“I don’t choose easy plays!” exclaims Rosa Joshi. She’s explaining her selection of "Richard II" as the vehicle for her directorial debut with Seattle Shakespeare Company.
“There are no small choices in Shakespeare. He makes you go to the extremities of emotion and experience, from the heights of joy to the depths of despair. That to me is infinitely challenging,” says Joshi, who has been on the fine arts faculty at Seattle University since 2000.
Extreme situations frame “Richard II,” which traces the downfall of its titular king. Ill-suited to the throne, the impolitic Richard is forced to hand the crown over to his cousin-made-rival, Henry Bolingbroke, before being imprisoned and assassinated. His dramatic reversal of fortune has its counterpart in Henry’s equally dramatic ascent.

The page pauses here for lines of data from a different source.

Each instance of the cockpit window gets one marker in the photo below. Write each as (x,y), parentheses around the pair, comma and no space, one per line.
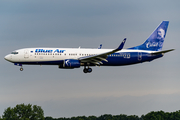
(14,52)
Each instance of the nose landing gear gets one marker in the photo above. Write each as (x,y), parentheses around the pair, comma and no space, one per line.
(21,69)
(87,70)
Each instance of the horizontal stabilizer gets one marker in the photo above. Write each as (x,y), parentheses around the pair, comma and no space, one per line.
(162,52)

Over the past decade, Joshi has made a splash in Seattle with her all-women versions of Shakespeare. In 2006 she co-founded upstart crow, a local collective devoted to producing classic theater with exclusively female casts. Their inaugural production took on the Bard’s “King John”; their second effort followed in 2012 with the ultra-violent “Titus Andronicus.”
“Any time you have one gender onstage it makes you look at gender differently," Joshi says. "I’m not so much prescriptive about what it means, but think of it as an experiment in how the audience relates to the work. For some people, the gender simply goes away, and some people really notice it.”